O projeto arquitetônico, discutido e aprovado por todos em reuniões plenárias promovidas pela associação, foi então apresentado aos representantes dos órgãos públicos para discussão em reunião com a participação da imprensa, políticos e formadores de opinião e, até hoje, me pergunto onde foi que a coisa desandou.

Optou-se pelo confronto ou, talvez, quem sabe as notórias forças ocultas…

Só não tenho dúvidas que fizemos um trabalho profundo onde resgatávamos a arquitetura típica das praias sergipanas, anterior ao fenômeno “Orla”.

A tipologia construtiva foi exaustivamente estudada nos antigos bares de madeirit remanescentes na época, e a utilização de materiais regionais como palha, troncos de coqueiros, cordas e esteiras trançadas, com tecnologia construtiva local e execução em  mutirão daria viabilidade econômica e plasticidade ao conjunto.

Mas como a ninguém foi, ainda, proibido sonhar quem sabe não veremos, um dia, essa ideia erigida em alguma outra praia de Sergipe, num lugar onde preservação ambiental não seja apenas mero instrumento de retórica.

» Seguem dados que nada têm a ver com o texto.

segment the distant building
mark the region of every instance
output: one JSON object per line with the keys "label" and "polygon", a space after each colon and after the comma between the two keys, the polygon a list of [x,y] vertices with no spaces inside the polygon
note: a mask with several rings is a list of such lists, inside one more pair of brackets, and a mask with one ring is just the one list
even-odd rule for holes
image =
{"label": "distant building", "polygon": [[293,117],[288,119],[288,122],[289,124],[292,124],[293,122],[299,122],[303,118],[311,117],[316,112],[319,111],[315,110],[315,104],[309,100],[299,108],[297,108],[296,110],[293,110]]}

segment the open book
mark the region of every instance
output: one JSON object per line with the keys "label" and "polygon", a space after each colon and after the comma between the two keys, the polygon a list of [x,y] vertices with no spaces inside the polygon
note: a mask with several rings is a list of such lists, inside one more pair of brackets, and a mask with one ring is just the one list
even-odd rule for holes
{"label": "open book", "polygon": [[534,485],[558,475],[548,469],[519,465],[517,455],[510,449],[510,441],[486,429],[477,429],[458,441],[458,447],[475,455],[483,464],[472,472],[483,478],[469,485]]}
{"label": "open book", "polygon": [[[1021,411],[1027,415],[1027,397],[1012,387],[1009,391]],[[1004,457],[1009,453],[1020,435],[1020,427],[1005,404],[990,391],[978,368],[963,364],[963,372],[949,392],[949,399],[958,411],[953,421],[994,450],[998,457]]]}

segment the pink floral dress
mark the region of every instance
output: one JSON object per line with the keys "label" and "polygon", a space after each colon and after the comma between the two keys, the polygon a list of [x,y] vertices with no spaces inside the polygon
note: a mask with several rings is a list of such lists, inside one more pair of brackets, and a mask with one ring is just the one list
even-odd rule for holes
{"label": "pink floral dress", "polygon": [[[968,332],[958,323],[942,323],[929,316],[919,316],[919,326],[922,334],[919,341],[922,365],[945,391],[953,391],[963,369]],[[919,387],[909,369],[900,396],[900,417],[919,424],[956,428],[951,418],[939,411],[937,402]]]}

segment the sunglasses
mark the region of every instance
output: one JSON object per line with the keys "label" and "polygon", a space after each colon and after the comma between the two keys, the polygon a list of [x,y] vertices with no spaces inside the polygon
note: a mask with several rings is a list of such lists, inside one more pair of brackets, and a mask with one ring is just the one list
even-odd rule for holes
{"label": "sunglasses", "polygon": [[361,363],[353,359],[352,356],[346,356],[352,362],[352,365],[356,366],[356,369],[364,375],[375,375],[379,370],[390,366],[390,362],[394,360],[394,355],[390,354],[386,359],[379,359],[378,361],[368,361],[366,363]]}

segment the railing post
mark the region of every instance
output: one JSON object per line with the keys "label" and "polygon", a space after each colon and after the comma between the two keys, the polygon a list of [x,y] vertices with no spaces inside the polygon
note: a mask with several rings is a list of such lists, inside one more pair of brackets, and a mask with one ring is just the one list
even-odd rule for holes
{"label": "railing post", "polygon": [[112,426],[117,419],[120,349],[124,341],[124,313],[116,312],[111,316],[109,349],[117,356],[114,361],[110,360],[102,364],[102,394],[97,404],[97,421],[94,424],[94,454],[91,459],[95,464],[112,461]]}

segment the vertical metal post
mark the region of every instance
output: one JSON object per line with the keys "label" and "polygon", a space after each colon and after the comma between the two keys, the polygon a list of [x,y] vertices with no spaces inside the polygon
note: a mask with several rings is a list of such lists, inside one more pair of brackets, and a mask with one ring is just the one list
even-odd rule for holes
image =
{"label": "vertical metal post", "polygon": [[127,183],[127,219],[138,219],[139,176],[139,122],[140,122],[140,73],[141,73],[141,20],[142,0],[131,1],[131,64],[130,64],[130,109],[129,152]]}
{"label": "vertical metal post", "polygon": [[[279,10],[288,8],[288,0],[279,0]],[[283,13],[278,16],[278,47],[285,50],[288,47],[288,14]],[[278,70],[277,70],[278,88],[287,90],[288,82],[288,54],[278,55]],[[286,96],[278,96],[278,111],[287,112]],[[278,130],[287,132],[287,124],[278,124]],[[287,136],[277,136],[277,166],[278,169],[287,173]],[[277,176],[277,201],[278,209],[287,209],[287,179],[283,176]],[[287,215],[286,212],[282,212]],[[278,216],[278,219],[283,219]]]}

P.S.- Fotos do Bar Katmandu projetado pelos arquitetos Ana Libório & Gândar Jr e protótipo do que poderia ter sido a bela Praia de Aruana!

 

Redescobrindo Sergipe-Foto Ana Libório

 

 

  (Rocha, Osiris S./Costa, Otacílio T./ Fonseca Marçal R. da. “Aruana. Memorial Descritivo do Projeto”. Aracaju, 1975, pg. 02).

 

O texto acima se trata da opinião do autor e não representa o pensamento do Portal Infonet.